At 2 AM Tuesday, 3 leaders of the Al-Quds Brigades, the military wing of the Islamic Jihad, were killed simultaneously in their homes in separate areas of the Gaza Strip. They were Jahed Ahnam, Khalil Al-Bahtini, and Terek Az Aldin.
Jahed Ahnam, 62, was considered one of the most prominent leaders of the Al-Quds Brigades, and one of the most wanted Jihad members since the second intifada of 2000. Ghannam supervised many military operations during the intifada, alongside Muhammad Sheikh Khalil, one of the brigades’ leaders, killing many Israeli soldiers and civilians in the Gaza Strip. Khalil was killed in an IAF airstrike in 2007. Ahnam’s brother Ziyad, also his companion in carrying out Jihad operations, was killed in 2007. Many of Ahnam’s nephews were killed in terror operations, as well as by IDF assassinations.
Ahnam supervised the development of missile manufacturing by the Al-Quds Brigades, together with another leader, Khaled Mansour, who was killed in August 2022. The IDF attempted several times in the past to eliminate Ahnam, most recently in May 2021.
Ahnam was in a direct relationship with the Secretary-General of Islamic Jihad, Ziyad Al-Nakhala, and Akram Al-Ajouri, the Commander-in-Chief of the Al-Quds Brigades. He came under IAF bombing in 2019, in which Commander Bahaa Abu al-Ata was eliminated.
Khalil al-Bahtini, 44, was also considered one of the most prominent leaders of the al-Quds Brigades, and his star shone as a political activist in the movement. He was in direct relationships with many of the Brigades’ leaders during the start of the 2000 “Al-Aqsa Intifada,” including Bashir al-Dabash, Muqlad Hamid, and Aziz al-Shami. His activity increased after the 2005 expulsion of Gush Katif.
Al-Bahtini formed many active groups within the Al-Quds Brigades, especially those that supervise the development of missiles and was in direct relationship with Bahaa Abu Al-Atta, who was assassinated in 2019, and with Tayseer Al-Ja’bari and Khaled Mansour, who were assassinated last August.
After the elimination of Al-Jabari, l-Bahtini supervised the Al-Quds Brigades in the northern region of the Gaza Strip and was responsible for firing rockets from that area.

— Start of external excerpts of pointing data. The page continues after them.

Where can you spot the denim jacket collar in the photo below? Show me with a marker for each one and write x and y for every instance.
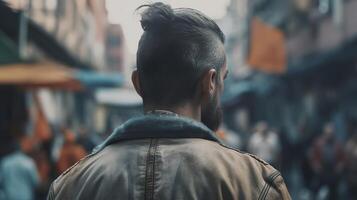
(156, 125)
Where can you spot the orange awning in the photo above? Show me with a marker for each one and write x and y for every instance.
(267, 48)
(45, 74)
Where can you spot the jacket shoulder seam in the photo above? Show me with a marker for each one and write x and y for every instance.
(248, 154)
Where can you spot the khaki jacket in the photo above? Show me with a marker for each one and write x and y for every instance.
(168, 157)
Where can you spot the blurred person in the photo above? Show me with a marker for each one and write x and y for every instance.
(326, 158)
(265, 144)
(351, 165)
(70, 153)
(230, 137)
(18, 174)
(172, 152)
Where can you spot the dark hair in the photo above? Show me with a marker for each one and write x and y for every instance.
(176, 48)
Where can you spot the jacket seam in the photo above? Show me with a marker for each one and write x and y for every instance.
(150, 170)
(271, 178)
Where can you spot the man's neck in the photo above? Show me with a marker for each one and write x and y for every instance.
(186, 110)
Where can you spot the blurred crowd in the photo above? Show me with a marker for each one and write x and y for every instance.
(315, 167)
(28, 166)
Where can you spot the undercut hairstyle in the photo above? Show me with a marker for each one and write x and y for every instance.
(177, 47)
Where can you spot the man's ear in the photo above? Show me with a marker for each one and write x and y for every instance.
(208, 84)
(136, 82)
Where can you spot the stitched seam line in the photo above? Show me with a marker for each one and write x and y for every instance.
(272, 178)
(153, 167)
(262, 192)
(147, 171)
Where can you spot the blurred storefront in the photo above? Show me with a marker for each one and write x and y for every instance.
(301, 64)
(52, 62)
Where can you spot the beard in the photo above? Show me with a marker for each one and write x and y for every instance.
(212, 114)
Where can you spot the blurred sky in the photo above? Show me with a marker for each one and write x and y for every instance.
(123, 12)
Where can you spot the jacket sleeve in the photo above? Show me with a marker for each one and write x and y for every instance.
(275, 188)
(51, 193)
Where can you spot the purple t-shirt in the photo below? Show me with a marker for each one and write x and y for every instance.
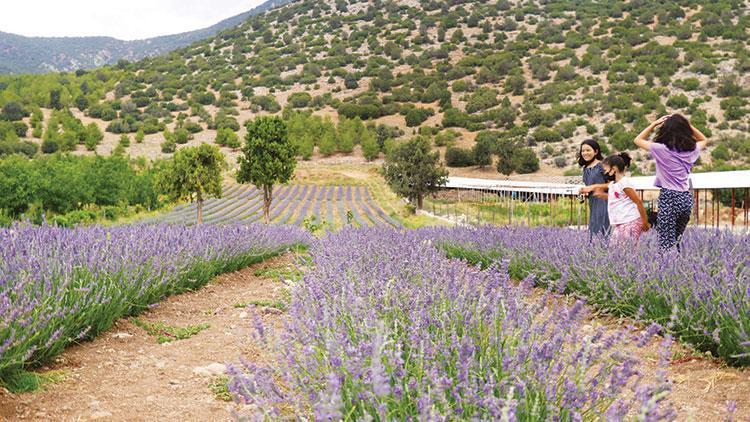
(673, 167)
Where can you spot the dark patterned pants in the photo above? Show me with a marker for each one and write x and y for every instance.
(674, 214)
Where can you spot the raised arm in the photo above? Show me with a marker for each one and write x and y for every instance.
(700, 138)
(630, 192)
(642, 139)
(591, 188)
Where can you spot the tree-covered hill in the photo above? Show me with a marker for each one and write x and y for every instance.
(19, 54)
(500, 77)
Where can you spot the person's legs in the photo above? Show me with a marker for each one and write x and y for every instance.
(666, 220)
(685, 206)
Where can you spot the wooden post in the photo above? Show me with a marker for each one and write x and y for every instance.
(697, 208)
(705, 208)
(570, 217)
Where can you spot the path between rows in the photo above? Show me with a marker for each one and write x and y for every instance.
(124, 374)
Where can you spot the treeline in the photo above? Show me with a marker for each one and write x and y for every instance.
(69, 189)
(508, 147)
(308, 131)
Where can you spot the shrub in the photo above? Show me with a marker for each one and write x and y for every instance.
(228, 138)
(547, 135)
(300, 99)
(50, 146)
(416, 116)
(459, 157)
(168, 146)
(678, 101)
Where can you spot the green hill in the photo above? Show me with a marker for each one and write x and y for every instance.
(548, 74)
(19, 54)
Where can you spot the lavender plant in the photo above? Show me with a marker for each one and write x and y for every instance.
(702, 293)
(398, 331)
(58, 285)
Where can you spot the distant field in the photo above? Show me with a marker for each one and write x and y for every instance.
(292, 204)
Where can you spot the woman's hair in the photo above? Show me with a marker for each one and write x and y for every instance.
(621, 161)
(595, 146)
(676, 134)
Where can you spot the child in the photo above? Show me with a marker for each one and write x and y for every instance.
(627, 215)
(676, 147)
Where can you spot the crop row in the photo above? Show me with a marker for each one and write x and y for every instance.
(292, 204)
(58, 285)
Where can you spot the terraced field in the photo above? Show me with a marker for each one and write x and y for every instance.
(292, 204)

Terek Az Aldin was considered one of the most prominent leaders of the Islamic Jihad in Jenin, in northern Samaria, and his star shone brighter after his release from Israeli prison in the 2011 Gilad Shalit deal.
Az Aldin suffered from a serious health problem and received treatment outside the Gaza Strip, until he recovered and returned to the Strip, to be appointed first as a member of the political bureau of the Islamic Jihad in 2018, and a few months later to the next session of the political bureau.
Israel’s security apparatus believed Az Aldin was responsible for Islamic Jihad terrorist activity in Judea and Samaria, controlling the terror attacks there, as well as transferring funds and weapons, especially to the Jenin Al-Quds Brigade.